REDACCIÓN | EL FARO DE LA PALMA, 4 de noviembre de 2025
LA PALMA – «Lleva efectivo: ¡los autónomos se plantan!». Este es el mensaje que numerosos clientes se están encontrando en comercios, cafeterías y talleres de La Palma. La isla se está sumando a la llamada «huelga de TPV», una protesta impulsada desde la Asociación de Autónomos de Fuerteventura que se está extendiendo por todo el archipiélago.
La protesta consiste en que, del 1 al 15 de noviembre, los negocios adheridos dejan de aceptar pagos con tarjeta y solicitan a sus clientes que abonen en efectivo.
El movimiento, que ha crecido de forma viral a través de redes sociales y grupos de WhatsApp, surge de la «indignación del colectivo» por la subida de cuotas de autónomos, la alta presión fiscal y las comisiones bancarias por el uso del datáfono (TPV).
Los promotores recalcan que es una acción apolítica y sin respaldo sindical, que «nace desde la base y la necesidad de hacerse escuchar».

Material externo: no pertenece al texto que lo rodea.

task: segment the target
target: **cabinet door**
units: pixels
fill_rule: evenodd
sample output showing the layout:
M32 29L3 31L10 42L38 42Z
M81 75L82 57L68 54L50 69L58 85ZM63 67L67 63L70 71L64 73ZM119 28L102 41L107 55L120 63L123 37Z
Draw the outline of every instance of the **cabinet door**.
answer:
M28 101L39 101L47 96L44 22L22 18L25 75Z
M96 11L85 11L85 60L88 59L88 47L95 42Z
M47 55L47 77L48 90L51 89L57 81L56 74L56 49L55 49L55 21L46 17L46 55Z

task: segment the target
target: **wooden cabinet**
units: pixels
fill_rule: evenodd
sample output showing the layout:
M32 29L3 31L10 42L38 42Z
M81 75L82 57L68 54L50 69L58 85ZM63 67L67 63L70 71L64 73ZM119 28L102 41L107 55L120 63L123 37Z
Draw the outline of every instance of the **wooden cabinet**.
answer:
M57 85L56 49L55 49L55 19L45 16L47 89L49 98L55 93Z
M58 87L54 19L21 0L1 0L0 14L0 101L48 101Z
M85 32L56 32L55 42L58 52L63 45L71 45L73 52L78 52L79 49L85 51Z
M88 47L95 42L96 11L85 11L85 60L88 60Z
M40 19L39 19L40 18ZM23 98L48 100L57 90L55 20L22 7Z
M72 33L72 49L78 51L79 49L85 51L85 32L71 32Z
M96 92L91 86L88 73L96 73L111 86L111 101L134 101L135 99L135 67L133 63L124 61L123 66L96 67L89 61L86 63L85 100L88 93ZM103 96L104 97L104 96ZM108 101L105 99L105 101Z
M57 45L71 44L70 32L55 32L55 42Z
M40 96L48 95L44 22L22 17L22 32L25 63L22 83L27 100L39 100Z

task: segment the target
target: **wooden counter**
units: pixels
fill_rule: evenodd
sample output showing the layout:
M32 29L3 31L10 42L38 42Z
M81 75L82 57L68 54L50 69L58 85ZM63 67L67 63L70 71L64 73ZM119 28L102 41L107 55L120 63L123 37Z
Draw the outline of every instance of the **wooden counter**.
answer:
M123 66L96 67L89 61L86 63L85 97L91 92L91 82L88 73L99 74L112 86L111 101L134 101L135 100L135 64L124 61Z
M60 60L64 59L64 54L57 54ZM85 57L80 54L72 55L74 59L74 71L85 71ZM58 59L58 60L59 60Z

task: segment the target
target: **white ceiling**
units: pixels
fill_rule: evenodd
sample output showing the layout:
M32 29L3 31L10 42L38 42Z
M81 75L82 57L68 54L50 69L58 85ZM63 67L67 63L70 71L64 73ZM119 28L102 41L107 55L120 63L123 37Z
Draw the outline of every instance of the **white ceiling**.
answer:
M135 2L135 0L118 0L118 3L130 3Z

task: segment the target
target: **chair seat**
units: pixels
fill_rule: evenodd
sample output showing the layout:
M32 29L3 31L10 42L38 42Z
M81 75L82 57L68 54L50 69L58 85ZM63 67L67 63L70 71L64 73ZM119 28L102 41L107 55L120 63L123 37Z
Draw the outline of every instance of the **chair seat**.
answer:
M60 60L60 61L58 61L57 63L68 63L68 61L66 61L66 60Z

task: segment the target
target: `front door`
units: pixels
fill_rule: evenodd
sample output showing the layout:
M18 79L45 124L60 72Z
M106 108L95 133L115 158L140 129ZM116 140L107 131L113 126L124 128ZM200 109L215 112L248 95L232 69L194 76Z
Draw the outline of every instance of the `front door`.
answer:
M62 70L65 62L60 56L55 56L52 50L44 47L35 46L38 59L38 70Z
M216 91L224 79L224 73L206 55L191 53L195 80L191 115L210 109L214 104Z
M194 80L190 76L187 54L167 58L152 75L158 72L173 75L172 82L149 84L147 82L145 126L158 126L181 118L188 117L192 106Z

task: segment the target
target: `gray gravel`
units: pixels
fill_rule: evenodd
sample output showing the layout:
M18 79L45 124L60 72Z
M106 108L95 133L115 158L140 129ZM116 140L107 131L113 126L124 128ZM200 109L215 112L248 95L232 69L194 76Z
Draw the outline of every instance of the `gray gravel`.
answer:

Mientras que algunos representantes empresariales han advertido del riesgo de la huelga (por la molestia al cliente), los impulsores insisten: “Somos motor económico y social, pero se nos trata como si fuéramos el problema. Solo pedimos dignidad y derechos reales”.
La huelga de TPV evidencia el malestar estructural de los autónomos en Canarias y abre un debate sobre la protección real al pequeño comercio frente a las condiciones bancarias y la fiscalidad.